Malattie cardiache: calcificazione arterie e concentrazione di fosforo nel sangue
Alti livelli di fosforo nel sangue sarebbero un indicatore chiave per il rischio di malattie cardiache a seguito della calcificazione delle arterie coronariche secondo un nuovo studio del Providence Medical Research Center di Spokane (Washington, Usa).
I ricercatori guidati dalla dr.ssa Katherine R. Tuttle pensano si aver trovato il legame tra un aumento del rischio cardiovascolare che altrimenti non si spiegherebbe. In particolare anche perché questo avvenga nelle prime fasi della malattia renale cronica (CKD), poiché le persone con una ridotta funzionalità renale presentano anche una calcificazione delle arterie coronariche.
Già precedenti studi hanno collegato la calcificazione delle arterie coronariche quale segno precoce di aterosclerosi – ovvero l’indurimento delle arterie – e l’aumento del rischio d’infarto e altri eventi cardiovascolari.
Basandosi su questi dati, nello studio sono stati coinvolti quasi 9.000 adulti sani a cui è stata esaminata la relazione tra i livelli di fosforo e la calcificazione dell’arteria coronarica.
Dagli esami del sangue si è scoperto che fin dall’inizio dello studio il 28% dei partecipanti presentava una calcificazione delle arterie (CAC) che è via via aumentata durante il periodo di studio (follow-up). Dopo sei anni, un altro 33% aveva sviluppato la CAC.

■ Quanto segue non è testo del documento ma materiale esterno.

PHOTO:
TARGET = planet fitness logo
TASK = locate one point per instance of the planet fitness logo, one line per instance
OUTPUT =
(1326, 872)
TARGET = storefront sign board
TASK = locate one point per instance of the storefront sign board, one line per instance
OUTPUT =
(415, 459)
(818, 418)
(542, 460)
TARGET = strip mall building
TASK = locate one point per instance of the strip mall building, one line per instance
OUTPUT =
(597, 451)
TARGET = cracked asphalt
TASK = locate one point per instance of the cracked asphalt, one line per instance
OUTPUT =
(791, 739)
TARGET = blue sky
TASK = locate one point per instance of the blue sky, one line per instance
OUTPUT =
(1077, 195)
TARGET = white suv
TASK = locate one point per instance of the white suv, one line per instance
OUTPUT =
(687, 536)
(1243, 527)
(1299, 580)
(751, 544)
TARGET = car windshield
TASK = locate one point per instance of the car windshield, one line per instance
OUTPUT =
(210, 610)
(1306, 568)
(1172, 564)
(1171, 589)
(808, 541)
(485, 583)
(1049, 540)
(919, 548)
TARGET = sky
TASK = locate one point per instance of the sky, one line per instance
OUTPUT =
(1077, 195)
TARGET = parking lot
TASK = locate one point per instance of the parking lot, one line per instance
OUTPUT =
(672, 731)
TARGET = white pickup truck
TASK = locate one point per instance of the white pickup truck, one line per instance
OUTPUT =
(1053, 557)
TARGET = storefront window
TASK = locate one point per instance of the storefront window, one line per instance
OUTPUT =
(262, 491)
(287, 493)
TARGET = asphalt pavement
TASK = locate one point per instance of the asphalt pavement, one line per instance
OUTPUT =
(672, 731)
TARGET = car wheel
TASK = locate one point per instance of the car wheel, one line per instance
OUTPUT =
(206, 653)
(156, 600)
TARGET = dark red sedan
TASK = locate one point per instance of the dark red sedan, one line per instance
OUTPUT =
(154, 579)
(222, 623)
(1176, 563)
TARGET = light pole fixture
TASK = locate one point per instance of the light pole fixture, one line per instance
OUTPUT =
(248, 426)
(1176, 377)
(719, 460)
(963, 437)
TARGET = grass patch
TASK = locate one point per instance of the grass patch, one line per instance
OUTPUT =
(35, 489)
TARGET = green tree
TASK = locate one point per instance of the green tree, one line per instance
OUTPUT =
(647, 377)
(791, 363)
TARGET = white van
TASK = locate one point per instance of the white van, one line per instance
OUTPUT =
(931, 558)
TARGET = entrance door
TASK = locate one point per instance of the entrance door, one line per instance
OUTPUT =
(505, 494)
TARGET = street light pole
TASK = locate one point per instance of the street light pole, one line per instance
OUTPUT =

Le analisi hanno così potuto mostrare che il rapporto tra i livelli di fosforo e la CAC rimaneva clinicamente significativo anche dopo essere intervenuti su altri fattori. Cosicché anche piccoli aumenti della concentrazione di fosforo andavano a incidere sul rischio di sviluppare la calcificazione delle arterie coronariche.
In definitiva, il collegamento tra l’aumento di fosforo nel sangue e la CAC è stato paragonabile ad altri noti fattori di rischio per le malattie cardiache come alti livelli di colesterolo “cattivo” e la pressione alta.
«Ora saranno necessarie altre ricerche per verificare se i trattamenti per abbassare i livelli di fosforo possono ridurre il rischio di malattie cardiache nei soggetti con insufficienza renale cronica in fase iniziale, o anche quelli senza insufficienza renale cronica che però presentano una CAC» ha commentato la dr.ssa Tuttle.